In Xi’an, it’s easy to get turned around in an unfamiliar neighborhood, and the crowds are a sea of unrecognizable and unreliable faces: “Our feelings toward each other bound us together in Freshwind, but only law or money bought trust in Xi’an,” Liu reflects.

We first encounter Liu as he’s being arrested by a Xi’an policeman for attempting to enter the train station with a corpse. As it turns out, the dead man is Wufu, Liu’s friend and sidekick from his home village, with whom he’d come to Xi’an to find work. Having promised his friend to take him home if he should die, Liu is only trying to do the right thing.

In flashbacks, the novel then recounts the adventures of the friends: how they came to the city, found jobs as trash-pickers and homes in neighboring hovels, and struggled together to feed themselves, as well as how Wufu died.

Both Liu and Wufu are charmers. Wufu is a crude simpleton, dependent on his younger, smarter friend for guidance as they navigate the city’s many obstacles for migrants. He has a wife and three sons back home and saves most of the pittance he makes to supplement what his family can earn from their meager plot of land in Freshwind.

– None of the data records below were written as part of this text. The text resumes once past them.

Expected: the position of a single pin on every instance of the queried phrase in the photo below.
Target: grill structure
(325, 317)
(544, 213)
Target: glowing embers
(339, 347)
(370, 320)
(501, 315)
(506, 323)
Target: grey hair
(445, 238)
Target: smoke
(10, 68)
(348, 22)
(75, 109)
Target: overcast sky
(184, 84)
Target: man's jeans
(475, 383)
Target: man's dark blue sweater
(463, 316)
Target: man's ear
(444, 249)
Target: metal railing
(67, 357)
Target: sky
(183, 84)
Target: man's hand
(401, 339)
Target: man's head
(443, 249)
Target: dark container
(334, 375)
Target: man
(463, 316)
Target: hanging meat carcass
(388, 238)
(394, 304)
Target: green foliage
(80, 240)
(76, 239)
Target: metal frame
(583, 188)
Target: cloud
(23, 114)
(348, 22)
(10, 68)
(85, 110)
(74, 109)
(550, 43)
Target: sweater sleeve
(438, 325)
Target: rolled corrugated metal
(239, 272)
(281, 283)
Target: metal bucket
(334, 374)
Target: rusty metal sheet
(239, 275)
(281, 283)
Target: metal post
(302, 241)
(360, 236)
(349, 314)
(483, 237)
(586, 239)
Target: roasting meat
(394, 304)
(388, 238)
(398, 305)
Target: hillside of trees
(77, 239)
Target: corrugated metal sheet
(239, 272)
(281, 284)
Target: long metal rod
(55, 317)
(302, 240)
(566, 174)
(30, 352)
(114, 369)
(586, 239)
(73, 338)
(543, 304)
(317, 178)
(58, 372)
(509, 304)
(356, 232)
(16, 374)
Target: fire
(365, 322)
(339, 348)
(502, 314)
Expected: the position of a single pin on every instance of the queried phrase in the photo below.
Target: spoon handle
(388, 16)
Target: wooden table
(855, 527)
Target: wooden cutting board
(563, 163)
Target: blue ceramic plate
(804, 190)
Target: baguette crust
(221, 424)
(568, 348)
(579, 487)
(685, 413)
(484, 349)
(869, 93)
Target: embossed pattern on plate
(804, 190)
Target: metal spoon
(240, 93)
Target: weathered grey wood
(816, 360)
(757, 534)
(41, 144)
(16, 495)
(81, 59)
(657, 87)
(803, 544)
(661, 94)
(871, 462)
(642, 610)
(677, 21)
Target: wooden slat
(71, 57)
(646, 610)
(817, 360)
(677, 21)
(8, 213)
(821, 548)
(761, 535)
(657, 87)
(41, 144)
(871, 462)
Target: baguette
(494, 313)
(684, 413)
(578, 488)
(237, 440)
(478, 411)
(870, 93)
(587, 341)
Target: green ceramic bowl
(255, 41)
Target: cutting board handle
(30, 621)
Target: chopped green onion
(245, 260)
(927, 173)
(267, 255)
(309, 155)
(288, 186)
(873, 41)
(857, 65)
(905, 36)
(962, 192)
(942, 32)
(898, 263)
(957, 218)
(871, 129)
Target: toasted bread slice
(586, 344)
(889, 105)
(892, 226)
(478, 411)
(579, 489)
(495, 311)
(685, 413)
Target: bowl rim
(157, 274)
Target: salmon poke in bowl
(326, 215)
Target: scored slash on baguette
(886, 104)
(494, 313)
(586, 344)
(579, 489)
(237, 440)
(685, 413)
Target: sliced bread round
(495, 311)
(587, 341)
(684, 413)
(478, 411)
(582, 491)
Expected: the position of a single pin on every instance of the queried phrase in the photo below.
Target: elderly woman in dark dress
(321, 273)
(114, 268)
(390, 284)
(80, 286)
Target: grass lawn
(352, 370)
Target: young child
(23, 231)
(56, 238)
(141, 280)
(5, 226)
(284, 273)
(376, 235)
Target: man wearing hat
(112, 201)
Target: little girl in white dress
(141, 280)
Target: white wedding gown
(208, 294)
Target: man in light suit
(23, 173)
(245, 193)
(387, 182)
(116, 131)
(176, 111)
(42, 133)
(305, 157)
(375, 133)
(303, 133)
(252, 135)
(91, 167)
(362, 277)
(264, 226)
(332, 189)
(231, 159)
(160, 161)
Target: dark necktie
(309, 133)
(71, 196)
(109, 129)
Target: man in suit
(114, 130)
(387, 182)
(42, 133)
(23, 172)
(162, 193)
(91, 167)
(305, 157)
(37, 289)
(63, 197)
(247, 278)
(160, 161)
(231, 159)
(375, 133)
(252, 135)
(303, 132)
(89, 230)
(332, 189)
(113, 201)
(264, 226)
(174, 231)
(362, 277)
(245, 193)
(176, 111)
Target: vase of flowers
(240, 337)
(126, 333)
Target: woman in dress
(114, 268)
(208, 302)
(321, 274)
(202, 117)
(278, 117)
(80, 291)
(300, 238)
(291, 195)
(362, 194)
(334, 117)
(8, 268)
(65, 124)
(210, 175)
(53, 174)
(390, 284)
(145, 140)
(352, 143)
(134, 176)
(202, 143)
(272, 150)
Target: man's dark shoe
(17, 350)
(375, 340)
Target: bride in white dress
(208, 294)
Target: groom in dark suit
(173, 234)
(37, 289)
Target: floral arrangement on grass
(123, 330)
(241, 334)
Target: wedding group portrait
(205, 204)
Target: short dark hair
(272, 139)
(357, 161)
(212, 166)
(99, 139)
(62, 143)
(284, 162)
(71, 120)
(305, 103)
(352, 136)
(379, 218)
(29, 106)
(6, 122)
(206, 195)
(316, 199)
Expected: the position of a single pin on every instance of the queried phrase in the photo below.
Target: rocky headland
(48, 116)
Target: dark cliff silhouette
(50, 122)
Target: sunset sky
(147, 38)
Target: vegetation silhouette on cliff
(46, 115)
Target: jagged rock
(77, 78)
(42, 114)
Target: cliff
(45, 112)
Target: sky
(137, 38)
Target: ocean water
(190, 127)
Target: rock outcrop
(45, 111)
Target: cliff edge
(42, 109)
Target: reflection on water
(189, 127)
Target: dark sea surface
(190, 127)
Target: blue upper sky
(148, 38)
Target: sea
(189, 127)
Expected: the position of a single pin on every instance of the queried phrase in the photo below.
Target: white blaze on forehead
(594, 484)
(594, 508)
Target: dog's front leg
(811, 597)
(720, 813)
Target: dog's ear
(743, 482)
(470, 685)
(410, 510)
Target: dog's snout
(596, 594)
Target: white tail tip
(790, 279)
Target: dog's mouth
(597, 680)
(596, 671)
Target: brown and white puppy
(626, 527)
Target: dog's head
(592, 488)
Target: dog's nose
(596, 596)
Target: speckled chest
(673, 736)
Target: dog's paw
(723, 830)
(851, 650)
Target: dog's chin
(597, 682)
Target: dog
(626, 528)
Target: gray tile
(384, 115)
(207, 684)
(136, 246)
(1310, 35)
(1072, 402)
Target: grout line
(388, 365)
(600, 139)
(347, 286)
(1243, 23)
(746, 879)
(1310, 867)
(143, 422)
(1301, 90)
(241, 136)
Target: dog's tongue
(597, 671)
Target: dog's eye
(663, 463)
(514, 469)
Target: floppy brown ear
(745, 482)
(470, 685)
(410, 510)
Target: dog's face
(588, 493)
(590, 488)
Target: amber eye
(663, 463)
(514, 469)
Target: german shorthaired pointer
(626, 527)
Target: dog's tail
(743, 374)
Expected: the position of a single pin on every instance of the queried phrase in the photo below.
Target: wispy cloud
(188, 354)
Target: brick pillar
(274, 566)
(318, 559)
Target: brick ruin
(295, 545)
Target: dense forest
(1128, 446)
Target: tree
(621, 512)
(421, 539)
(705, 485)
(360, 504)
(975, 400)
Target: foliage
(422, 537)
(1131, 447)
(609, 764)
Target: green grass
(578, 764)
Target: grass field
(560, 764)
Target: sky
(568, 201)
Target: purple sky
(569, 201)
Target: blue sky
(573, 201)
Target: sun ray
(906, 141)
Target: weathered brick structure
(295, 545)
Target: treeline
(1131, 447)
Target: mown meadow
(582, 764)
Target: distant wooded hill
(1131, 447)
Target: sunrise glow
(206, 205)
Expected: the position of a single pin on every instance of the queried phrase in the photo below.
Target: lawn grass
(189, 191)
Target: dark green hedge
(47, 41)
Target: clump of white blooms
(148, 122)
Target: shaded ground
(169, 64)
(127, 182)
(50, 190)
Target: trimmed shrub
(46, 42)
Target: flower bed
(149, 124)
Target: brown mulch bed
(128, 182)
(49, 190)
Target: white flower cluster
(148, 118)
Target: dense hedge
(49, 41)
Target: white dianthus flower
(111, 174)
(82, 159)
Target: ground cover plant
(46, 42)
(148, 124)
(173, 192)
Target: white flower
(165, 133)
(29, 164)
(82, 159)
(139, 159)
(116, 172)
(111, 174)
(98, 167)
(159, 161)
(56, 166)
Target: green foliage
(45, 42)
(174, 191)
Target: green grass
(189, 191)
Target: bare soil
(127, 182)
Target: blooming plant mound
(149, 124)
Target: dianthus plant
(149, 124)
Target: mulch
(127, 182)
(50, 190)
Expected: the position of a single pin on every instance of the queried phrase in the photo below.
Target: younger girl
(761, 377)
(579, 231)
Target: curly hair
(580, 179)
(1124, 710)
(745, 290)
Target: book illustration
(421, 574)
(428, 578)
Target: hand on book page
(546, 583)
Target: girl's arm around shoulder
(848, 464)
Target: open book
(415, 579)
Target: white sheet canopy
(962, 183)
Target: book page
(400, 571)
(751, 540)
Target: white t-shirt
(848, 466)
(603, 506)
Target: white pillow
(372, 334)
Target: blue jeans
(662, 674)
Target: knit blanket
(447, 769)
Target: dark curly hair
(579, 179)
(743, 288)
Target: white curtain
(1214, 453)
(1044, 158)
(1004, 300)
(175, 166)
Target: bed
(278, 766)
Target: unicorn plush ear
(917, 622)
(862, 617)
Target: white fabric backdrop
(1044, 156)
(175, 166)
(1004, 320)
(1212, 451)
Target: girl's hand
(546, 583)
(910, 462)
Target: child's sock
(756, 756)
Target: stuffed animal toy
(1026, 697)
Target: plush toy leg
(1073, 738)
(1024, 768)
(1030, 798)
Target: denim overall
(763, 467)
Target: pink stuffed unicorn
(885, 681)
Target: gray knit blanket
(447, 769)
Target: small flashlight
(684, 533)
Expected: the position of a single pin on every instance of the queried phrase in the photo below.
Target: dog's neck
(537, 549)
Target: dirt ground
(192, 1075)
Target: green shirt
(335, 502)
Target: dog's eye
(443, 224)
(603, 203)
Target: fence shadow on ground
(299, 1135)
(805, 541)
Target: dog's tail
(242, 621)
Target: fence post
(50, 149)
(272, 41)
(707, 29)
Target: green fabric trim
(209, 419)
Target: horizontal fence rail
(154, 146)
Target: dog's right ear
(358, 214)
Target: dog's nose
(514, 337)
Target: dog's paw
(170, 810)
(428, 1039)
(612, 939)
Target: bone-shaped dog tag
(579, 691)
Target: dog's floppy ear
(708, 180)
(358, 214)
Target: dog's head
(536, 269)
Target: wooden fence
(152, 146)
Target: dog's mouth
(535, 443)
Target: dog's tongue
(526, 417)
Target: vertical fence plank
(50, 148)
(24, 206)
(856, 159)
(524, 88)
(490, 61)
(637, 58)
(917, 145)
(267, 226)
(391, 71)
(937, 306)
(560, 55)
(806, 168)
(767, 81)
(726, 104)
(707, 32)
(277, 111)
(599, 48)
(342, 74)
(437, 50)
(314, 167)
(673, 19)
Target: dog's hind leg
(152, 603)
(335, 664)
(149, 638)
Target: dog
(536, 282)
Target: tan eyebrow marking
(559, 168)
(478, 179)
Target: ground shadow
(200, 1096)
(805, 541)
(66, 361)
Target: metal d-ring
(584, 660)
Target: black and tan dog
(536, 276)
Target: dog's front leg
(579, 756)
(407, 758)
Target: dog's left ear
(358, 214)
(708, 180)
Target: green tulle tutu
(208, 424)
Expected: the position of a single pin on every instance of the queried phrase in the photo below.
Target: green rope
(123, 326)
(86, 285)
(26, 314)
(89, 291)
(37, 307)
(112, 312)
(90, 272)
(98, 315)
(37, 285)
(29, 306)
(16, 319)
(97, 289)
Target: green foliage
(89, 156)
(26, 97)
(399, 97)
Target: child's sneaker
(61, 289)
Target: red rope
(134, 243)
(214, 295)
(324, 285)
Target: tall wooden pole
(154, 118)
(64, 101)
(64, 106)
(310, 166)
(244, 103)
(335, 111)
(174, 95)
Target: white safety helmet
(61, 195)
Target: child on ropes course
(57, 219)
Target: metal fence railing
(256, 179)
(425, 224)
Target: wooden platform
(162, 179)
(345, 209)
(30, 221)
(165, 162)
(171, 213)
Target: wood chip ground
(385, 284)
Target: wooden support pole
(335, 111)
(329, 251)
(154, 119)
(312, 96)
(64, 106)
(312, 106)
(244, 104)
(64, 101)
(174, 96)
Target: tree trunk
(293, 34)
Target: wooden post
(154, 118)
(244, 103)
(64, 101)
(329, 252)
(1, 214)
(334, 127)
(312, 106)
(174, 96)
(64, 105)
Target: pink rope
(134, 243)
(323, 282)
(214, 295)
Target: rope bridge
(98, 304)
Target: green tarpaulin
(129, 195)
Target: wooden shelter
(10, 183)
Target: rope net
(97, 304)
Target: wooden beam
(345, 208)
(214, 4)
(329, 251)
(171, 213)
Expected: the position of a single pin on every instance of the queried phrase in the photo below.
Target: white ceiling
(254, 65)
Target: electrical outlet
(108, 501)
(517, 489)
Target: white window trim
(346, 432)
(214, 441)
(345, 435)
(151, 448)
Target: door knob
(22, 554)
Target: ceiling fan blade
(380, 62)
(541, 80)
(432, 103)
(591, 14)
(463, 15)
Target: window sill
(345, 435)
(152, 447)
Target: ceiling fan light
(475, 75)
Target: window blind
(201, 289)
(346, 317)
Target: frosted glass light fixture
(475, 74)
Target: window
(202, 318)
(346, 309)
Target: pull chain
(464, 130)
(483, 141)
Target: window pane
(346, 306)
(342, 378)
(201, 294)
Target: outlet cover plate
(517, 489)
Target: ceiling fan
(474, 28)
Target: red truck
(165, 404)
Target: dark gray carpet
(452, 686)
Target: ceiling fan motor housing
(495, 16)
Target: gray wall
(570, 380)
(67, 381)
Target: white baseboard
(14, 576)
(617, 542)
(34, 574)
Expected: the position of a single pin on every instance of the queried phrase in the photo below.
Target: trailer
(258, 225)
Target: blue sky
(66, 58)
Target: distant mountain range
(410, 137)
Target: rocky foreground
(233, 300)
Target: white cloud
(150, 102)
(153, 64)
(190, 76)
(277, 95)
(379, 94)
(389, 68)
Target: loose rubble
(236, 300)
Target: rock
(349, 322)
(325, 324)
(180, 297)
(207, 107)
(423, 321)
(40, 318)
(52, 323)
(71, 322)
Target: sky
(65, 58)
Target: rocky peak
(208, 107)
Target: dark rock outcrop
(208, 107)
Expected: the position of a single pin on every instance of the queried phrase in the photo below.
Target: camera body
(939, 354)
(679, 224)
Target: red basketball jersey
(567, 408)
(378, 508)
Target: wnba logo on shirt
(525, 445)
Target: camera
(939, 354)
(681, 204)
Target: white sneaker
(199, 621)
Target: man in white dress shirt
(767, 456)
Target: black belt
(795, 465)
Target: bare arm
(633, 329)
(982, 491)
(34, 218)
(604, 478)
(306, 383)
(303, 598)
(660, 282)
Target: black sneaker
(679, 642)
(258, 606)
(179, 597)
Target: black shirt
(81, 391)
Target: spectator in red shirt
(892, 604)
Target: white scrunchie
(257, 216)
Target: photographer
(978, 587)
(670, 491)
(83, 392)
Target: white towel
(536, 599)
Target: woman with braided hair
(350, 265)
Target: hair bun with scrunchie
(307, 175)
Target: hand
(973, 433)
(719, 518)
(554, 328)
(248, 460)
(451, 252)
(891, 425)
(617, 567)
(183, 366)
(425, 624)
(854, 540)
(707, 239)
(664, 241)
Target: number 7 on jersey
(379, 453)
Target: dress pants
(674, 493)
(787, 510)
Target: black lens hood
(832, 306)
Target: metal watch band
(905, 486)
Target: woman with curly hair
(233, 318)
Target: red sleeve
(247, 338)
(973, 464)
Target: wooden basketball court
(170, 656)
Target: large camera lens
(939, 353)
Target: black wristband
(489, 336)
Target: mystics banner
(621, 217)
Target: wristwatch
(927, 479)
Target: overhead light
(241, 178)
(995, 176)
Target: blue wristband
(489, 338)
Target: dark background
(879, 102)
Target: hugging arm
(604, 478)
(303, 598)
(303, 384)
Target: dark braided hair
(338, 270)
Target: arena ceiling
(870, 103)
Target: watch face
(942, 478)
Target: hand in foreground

Liu, though wiser and more educated than his friend, is just as naïve. He is too trusting of nearly everyone as he attempts to become a “Xi’an man.” He believes that this is his destiny; that through hard work and careful planning, he will rise up and become a respected businessman like the well-dressed men he sees on the streets of Xi’an.

Liu has other dreams, as well: He hopes to find a wife. He even believes he has found his match in Yichun, another migrant who, it turns out, has her own struggles in the big city. When he hears her hard-luck story, Liu is eager to use his savings to bail her out. What are his dreams good for if he can’t help the woman he loves? He also hopes to find the recipient of his transplanted kidney, with whom he feels a spiritual kinship. He knows nothing about the man but is sure he will recognize him when they eventually meet.

The Chinese version of the novel is simply entitled Happy. The English title, though, suits the novel well. Liu’s dreams, while happy, may be somewhat unrealistic. Is the author making a prediction about China’s future? Could it be that the rapid economic development that has left so many behind is doomed to create a permanently disaffected class? If Liu fails in his dream of becoming a Xi’an man, is there any hope for the rest of China’s migrants?

The China depicted in Happy Dreams is not one that will be familiar to Western tourists who are typically shielded from the country’s underside. Xi’an is known for its terracotta warriors, after all, not for the small army of men and women who scavenge trash from every corner of the city. Those with more than a superficial knowledge of the country, however, will recognize the novel’s brutal honesty.

Clifford Garstang is author of the novel in stories, What the Zhang Boys Know, winner of the Library of Virginia Literary Award for Fiction, and a story collection, In an Uncharted Country. He is also the editor of Everywhere Stories: Short Fiction from a Small Planet, Volumes I and II, anthologies of stories set around the world. In his former capacity as senior counsel for East Asia at the World Bank, he was responsible for numerous poverty alleviation projects in China.